Three projects were carried out in the South West region – reconstruction and asphalt paving from Benin to Ofosu to Ore to Ajebandele to Shagamu two-lane, phases three and four. In addition, the dualisation of Ibadan at section two of the Ilorin road was carried out thanks to the funds raised. The contractors who benefited from the funds were Arab Contractors Nigeria Limited, CCECC Nigeria Limited, CGC Nigeria Limited, Dantata and Sawoe Construction and Gitto Construction Generalli Nigeria Limited. The others were Salini Nigeria Limited, Mothercat Limited, RCC.
Between 2017, when DMO issued the first Sukuk bond, the debt agency issued two more. It issued 100 billion naira in 2018 and another 162.557 billion naira in 2020. Last week, he hinted at a plan to raise 250 billion naira through Sukuk this year. Between September 2017 and June 2021, DMO, on behalf of the federal government, issued a total of 362.577 billion sovereign naira for the financing of roads through the six geopolitical zones of the country.
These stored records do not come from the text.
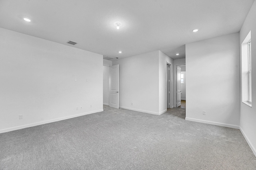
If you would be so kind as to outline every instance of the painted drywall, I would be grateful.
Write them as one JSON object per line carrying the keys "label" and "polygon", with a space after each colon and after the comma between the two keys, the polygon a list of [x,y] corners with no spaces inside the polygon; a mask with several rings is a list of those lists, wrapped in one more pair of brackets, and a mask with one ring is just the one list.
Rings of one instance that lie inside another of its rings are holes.
{"label": "painted drywall", "polygon": [[102,55],[1,28],[0,37],[0,132],[103,111]]}
{"label": "painted drywall", "polygon": [[[241,45],[251,31],[252,41],[252,107],[240,101],[240,128],[256,156],[256,1],[254,1],[240,31]],[[240,56],[241,57],[241,56]],[[241,58],[240,58],[241,59]],[[241,82],[242,84],[242,82]],[[242,89],[241,90],[242,91]],[[241,94],[242,95],[242,94]]]}
{"label": "painted drywall", "polygon": [[180,90],[181,90],[181,100],[186,100],[186,71],[182,71],[181,74],[183,74],[183,83],[180,84]]}
{"label": "painted drywall", "polygon": [[186,65],[179,66],[180,67],[180,71],[186,71]]}
{"label": "painted drywall", "polygon": [[108,106],[110,66],[112,61],[103,59],[103,104]]}
{"label": "painted drywall", "polygon": [[107,106],[108,106],[109,70],[109,66],[103,66],[103,104]]}
{"label": "painted drywall", "polygon": [[120,108],[159,114],[158,55],[157,51],[112,62],[119,64]]}
{"label": "painted drywall", "polygon": [[187,44],[186,53],[186,119],[239,128],[239,33]]}
{"label": "painted drywall", "polygon": [[[186,59],[176,59],[173,61],[173,98],[174,98],[174,107],[176,107],[177,104],[177,96],[175,94],[176,94],[177,90],[177,66],[182,66],[186,67]],[[184,70],[184,68],[182,68],[182,71],[186,70]]]}
{"label": "painted drywall", "polygon": [[[167,56],[161,51],[159,51],[159,111],[160,114],[162,113],[167,111],[167,77],[166,77],[166,63],[171,64],[171,68],[172,68],[173,59]],[[172,68],[172,73],[173,72]],[[171,91],[172,92],[172,76],[171,78]],[[173,95],[171,94],[172,99],[171,106],[173,106]]]}
{"label": "painted drywall", "polygon": [[103,59],[103,65],[104,66],[112,66],[112,61]]}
The 250 billion naira bond being worked on is intended to fund critical road projects across the country this year for the fourth time in a row.
FG is considering an extension to other projects
The Sukuk bond as of today is limited to road financing. However, there are strong indications that the government is considering the idea of ââadopting it in the financing of other infrastructure projects. DMO’s CEO, Ms. Patient Oniha, recently alluded to it as a way to generate income. Oniha, who recently spoke at the third edition of the Islamic Finance News Nigeria Road show hosted by Nigerian Exchange (NGX) Ltd, said the federal government is considering increasing Sukuk to fund other key projects outside roads. The DMO CEO had said that the Sukuk bond issue could be used to support other projects that would generate income to serve the Sukuk, even if it were to be issued in another currency.
âCertainly, we are working on the Sukuk show for 2021. We have already received a notification of interest; we are in the process of appointing parties to the transaction. I expect that by the third quarter of this year (2021) it will be out; it will be almost the same structure, although the mandate may be different, âshe said.
âIn the future, however, it may not be immediately and not even next year; we need to increase Sukuk’s show to include other projects, âshe added. She further explained that the existing capital market master plan recognized interest-free banking services, initiated by the Central Bank of Nigeria (CBN), followed by the capital market, which also recognized interest-free financial products.
Given the value for money exemplified by the Sukuk bond instrument in its application to repairing roads across the country, its deployment to finance other key infrastructure would leave a legacy of optimal development.